Mapping out the Hydration Layer "Fingerprint" with Overhauser Dynamic Nuclear Polarization

A common mental model for biological macromolecules represents proteins as secondary structural elements with side-chains whose interactions are motivated by a combination of charge, hydrophobicity, and spatial fit (i.e. sterics and so-called "lock and key" mechanisms). This powerful model has yielded many important modern-day results. However, macromolecules are dramatically multi-dimensional systems and therefore exhibit interactions and motions governed not by intuitive potentials operating under spatial constraints, but by free energy. This is nowhere more apparent than when considering the layers of water and/or lipids that coat protein surfaces. Different patches of this "hydration layer" can display dramatically different enthalpies and entropies -- resulting in measurably different translational and rotational mobilities.

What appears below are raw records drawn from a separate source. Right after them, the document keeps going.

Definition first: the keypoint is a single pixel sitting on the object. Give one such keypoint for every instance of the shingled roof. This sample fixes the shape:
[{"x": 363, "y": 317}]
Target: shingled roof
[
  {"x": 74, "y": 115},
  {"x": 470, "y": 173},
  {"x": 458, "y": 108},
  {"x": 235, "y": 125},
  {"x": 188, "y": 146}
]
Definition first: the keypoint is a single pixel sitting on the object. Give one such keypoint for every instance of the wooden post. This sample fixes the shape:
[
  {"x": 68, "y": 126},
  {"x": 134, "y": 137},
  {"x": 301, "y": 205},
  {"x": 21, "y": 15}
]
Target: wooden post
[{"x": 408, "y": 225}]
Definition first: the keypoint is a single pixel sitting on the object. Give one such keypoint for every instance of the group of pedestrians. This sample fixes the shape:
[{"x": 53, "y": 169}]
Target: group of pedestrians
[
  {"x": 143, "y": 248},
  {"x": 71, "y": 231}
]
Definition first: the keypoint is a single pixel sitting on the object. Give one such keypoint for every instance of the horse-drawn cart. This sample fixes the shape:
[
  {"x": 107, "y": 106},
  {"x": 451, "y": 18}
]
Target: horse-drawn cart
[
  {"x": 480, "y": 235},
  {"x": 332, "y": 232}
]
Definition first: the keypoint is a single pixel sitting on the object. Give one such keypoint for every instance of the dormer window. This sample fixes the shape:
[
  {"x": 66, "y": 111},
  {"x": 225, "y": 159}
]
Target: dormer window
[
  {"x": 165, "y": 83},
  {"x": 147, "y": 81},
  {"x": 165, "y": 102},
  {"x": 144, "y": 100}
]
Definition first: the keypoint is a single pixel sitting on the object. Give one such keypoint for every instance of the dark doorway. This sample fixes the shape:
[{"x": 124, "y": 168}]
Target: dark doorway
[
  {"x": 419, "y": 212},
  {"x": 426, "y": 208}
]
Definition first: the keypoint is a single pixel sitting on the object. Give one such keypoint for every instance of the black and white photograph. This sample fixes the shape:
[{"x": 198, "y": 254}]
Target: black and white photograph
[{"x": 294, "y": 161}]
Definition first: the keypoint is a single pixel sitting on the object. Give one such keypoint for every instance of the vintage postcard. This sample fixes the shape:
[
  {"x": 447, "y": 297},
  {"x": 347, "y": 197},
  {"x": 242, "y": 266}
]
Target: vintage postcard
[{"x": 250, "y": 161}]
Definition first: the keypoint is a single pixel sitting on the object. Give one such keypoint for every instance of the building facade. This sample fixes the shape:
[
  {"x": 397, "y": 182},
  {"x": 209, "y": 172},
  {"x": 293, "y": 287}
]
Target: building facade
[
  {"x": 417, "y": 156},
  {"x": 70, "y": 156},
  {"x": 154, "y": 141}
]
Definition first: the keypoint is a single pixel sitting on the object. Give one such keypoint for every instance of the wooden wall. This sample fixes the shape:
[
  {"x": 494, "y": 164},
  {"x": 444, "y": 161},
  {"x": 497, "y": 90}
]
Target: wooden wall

In this talk we explore how Electron Spin Resonance (ESR), Overhauser Effect Dynamic Nuclear Polarization (ODNP), and deuterium NMR can explore meaningful variations in the structure of the hydration layer and (in the case of trans-membrane proteins) the surfactant layer. A range of measurements on different systems (tranmembrane protein, vs. globular protein, vs. nanoconfined water) will be presented, as well as the long-term outlook on how such measurements might ultimately aid in understanding protein structure and binding events.